1. Huddling around Da Vinci’s Mona Lisa
Your everyday tourist knows little more of the Musée du Louvre than the fact that it houses Leonardo da Vinci’s Mona Lisa. For that very reason, a swarm of tourists can be found buzzing around the masterpiece every minute the museum is open to the public.
The painting measures approximately 30” by 21” — not so epic in scale in comparison to the other work displayed in the Louvre. Unfortunately, many tourists who have seen the painting firsthand will tell you it wasn’t as magnificent as expected.
2. Roaming around the Notre-Dame Cathedral
One of the most famous churches on the planet, the Notre-Dame Cathedral attracts more tourists than the Eiffel Tower. And for good reason — the cathedral’s stained glass windows are some of the most impressive in existence. The South Rose Window, in particular, should be given special attention.
While many tourists will tell you to avoid specific landmarks, few will tell you to skip the Notre-Dame Cathedral, despite the crowds.
3. Upsetting a Parisian by speaking in English
If you’ve been to Paris and didn’t speak un petit peu de Français at the time, you may have started a conversation with a local in English. It probably didn’t go so well. Understandably, an exorbitant number of Parisians dislike being expected to speak in a different tongue off the bat. Well, “dislike” might be an understatement.
4. Butchering the French language after said incident
Every first-time tourist who’s experienced #3 above has likely made it a point to learn a few French phrases to avoid the potential awkwardness again. Such terms include “Bonjour!” and “Parlez-vous Anglais?” among others. Lucky for said first-time tourist, Parisians hate hearing their language butchered far more than they dislike speaking English. The conversation always falls back to English at the drop of a hat.
5. Waiting ages to scale the Eiffel Tower
Okay, so if you visit Paris, it’s your duty to see the Eiffel Tower. Potentially wait up to four hours (yes, four) in line in order to take an elevator to the observation deck of the Eiffel Tower? Not so much.

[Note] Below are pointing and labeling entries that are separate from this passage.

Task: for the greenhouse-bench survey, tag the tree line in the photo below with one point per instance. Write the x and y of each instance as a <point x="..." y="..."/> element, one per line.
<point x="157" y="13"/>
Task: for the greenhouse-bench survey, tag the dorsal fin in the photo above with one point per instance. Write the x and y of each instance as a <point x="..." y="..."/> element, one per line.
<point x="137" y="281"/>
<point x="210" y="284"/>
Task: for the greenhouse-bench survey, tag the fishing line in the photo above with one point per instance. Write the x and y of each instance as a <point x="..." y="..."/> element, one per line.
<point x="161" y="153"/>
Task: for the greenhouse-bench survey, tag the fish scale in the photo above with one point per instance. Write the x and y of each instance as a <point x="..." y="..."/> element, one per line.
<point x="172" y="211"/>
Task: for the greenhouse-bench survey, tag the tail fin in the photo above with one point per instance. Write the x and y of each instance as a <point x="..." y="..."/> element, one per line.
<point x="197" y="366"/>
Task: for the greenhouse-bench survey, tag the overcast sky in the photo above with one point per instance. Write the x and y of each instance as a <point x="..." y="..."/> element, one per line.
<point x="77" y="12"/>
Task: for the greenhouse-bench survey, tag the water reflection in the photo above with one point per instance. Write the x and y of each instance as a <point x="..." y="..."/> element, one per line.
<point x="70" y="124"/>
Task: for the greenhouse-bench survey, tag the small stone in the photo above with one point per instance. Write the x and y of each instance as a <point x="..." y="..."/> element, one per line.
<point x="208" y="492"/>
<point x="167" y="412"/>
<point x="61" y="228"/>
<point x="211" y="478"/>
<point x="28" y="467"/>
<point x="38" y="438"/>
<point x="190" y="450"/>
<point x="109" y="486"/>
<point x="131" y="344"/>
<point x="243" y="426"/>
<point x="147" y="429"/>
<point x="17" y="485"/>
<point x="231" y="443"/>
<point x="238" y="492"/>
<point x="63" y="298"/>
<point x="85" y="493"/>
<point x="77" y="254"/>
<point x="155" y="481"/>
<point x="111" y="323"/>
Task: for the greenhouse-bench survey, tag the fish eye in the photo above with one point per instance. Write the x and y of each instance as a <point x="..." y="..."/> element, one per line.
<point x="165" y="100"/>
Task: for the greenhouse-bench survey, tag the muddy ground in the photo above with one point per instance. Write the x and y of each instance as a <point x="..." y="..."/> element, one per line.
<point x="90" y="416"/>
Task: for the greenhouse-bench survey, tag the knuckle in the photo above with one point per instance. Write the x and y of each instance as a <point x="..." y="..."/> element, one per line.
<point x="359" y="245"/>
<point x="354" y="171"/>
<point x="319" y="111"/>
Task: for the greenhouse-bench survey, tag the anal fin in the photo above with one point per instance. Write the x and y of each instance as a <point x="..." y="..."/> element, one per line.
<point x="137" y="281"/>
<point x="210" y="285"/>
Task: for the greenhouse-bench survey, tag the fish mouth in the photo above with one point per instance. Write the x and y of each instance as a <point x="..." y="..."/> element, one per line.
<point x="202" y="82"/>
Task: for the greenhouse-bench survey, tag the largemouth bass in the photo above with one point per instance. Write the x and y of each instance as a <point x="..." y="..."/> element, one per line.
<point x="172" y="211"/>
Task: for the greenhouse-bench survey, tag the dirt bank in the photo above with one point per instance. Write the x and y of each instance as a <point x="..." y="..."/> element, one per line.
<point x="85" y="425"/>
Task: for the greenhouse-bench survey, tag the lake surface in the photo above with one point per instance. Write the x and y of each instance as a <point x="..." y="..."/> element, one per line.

No matter the length of the line, millions of tourists brave the crowds and make the journey upwards. Visitors in the know often take the stairs to the “second floor” and jump on the elevator from there. A quick heads up: You’ll be climbing 670 steps to arrive at the second floor.
6. Walking the entirety of the Champs-Élysées
A quick stroll on the Champs-Élysées is an enjoyable experience, but there’s no need to walk the street in its entirety. First-time tourists may expect to see something different after the first several minutes of walking. Driven by this anticipation of seeing something novel, they forge on. Surprise! Same old: automobile showrooms, luxury goods boutiques, and overpriced cafés.
Considering the street is one of the most expensive pieces of real estate on Earth, it’s no wonder everything is overpriced. Someone has to pay the rent.
7. Taking a boat tour on the Seine
There’s nothing wrong with taking a “river cruise” on the Seine. Simply put, it’s rather common. There are more off-the-beaten-path boat voyages one can enjoy, but the Seine’s tours are the most popular. They don’t look like anything special from the streets that line the river, but the views from the water provide a unique perspective on the city.
Yes, many first-time tourists do this. No, there’s no valid reason not to.
8. Eating a pain au chocolat on Any Street, Paris
Commonly sold in bakeries and supermarkets all over the city, a pain au chocolat is a morsel of heaven composed of a (viennoiserie) sweet roll with dark chocolate inside. Every tourist looking to experience a slice of Paris goes for a pain au chocolate, croissant, or a crepe. The decision to enjoy all three over the duration of a trip is an advisable one. Always. Bonus points if you can take down all three in one sitting.
9. Unnecessarily taking a cab ride or two
For those with little to no knowledge of Paris, cabs may seem like a great option. “It’s a city! People in cities take taxis!” Parisians, on the other hand, favor the public transportation system. After one too many expensive cab rides (which should end at one), a tourist should too.
The metro, bus, and RER are more than adequate for locals and tourists alike — they’re easy to use, affordable, and reliable.
10. Experiencing sticker shock at the price of food
A first-time tourist might be rather hungry upon arrival and decide to eat fries and hot dogs at the kiosk across from the Eiffel Tower. Twenty-plus euros for two orders of fries and two hot dogs shouldn’t be the norm.
Unfortunately, pastries and coffee might give a first-time tourist sticker shock as well. So will the random banh mis you’ll come across. Well, most perishable items will. That’s okay — it won’t seem as bad the second time around.